Sediva News del 19 maggio 2009

La tassazione della cessione di azienda gestita in impresa familiare.

La Corte di Cassazione ha recentemente confermato quanto già aveva sancito
in due precedenti pronunce (sull’ultima v. Sediva news del 7/11/2007, ma se
ne fa cenno anche nella Sediva news del 08/05/2009), secondo cui il
principio dell’imputazione del reddito per trasparenza (che caratterizza,
come sappiamo, anche le imprese familiari e che prescinde dalla materiale
percezione da parte di ognuno dei suoi componenti) va applicato anche nel
caso di realizzo di plusvalenze in dipendenza della cessione dell’azienda.

Per i supremi giudici, infatti: “le plusvalenze derivanti dalla cessione di
un’azienda gestita in regime di impresa familiare, così come i redditi
derivanti dall’esercizio della stessa, vanno imputati ai singoli
partecipanti a prescindere dalla loro effettiva percezione”, e quindi “ne
consegue che ai fini della determinazione dell’imposta sul reddito del
singolo partecipante all’impresa familiare, che risulti aver incassato i
proventi della cessione di azienda, occorre stabilire non già se questi
abbia o meno fornito la prova di aver liquidato agli altri partecipanti la
quota ad essi spettante, ma soltanto quale fosse la sua quota di
partecipazione agli utili dell’impresa, e ciò a prescindere anche dalla
indicazione nella relativa dichiarazione”.

E però, nonostante l’orientamento della Cassazione possa ormai – come si
vede – ritenersi consolidato, sembra tuttora di avviso diverso
l’Amministrazione finanziaria per la quale, invece, la plusvalenza andrebbe
dichiarata soltanto dal titolare dell’impresa; e questa posizione comporta
evidentemente conseguenze sul piano pratico che in qualche caso possono
rivelarsi molto serie sotto il profilo dell’importo complessivo della
tassazione cui viene esposta la “famiglia”.

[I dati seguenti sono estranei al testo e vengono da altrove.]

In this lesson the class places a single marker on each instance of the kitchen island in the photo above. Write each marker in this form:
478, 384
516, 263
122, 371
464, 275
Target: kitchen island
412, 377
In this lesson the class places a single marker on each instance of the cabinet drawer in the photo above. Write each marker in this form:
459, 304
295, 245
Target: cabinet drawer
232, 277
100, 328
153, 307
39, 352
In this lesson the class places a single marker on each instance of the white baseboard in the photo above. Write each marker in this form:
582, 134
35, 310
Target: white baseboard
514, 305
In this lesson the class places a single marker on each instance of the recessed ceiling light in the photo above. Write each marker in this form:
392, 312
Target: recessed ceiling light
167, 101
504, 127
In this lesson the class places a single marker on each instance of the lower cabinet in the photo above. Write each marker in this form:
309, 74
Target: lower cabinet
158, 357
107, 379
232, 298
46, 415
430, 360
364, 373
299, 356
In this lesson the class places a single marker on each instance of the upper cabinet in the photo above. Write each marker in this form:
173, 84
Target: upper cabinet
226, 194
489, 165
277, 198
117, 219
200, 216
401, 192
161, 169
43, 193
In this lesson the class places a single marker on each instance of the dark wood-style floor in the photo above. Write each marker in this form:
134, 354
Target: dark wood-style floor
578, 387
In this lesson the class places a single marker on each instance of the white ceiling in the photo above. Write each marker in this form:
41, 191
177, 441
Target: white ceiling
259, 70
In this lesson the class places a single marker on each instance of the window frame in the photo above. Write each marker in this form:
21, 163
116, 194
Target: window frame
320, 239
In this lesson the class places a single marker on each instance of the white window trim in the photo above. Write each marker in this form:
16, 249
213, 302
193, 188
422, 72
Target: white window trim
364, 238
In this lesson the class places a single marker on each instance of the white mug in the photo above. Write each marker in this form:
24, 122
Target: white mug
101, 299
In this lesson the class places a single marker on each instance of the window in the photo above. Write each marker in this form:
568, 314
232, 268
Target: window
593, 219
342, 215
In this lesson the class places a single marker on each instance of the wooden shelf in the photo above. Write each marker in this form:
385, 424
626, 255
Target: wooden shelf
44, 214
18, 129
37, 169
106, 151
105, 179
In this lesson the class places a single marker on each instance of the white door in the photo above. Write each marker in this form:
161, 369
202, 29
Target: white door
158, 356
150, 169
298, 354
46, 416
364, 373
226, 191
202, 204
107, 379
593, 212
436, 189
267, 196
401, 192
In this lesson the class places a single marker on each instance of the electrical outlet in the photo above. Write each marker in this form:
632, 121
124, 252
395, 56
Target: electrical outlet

E’ noto, infatti, che la plusvalenza può essere assoggettata a “tassazione
separata” (sempreché l’azienda sia posseduta da più di cinque anni), e
perciò al suo ammontare va applicata l’aliquota Irpef corrispondente a
quella media dichiarata nei due anni precedenti la cessione, cosicché,
nell’eventualità (del resto frequente) in cui il collaboratore familiare
dichiari un’aliquota media inferiore a quella del titolare, la tassazione
complessiva della “famiglia” – laddove la plusvalenza sia appunto
“distribuita” tra tutti i componenti l’i.f. – risulterà naturalmente di
importo meno elevato.

E’ quindi necessario, nel concreto, valutare in sede di redazione del mod.
Unico l’opportunità che può offrire (generalmente) questa più favorevole
tesi della Cassazione, magari accollandosi l’alea che il Fisco possa
contestare una dichiarazione così impostata, costringendo pertanto gli
interessati a intraprendere l’iter contenzioso che ne deriverebbe (il quale
dovrebbe tuttavia approdare – perlomeno alla fine dei giochi – ad un esito
favorevole, dato che i giudici tributari non dovrebbero faticare più di
tanto per aderire al principio della Suprema Corte).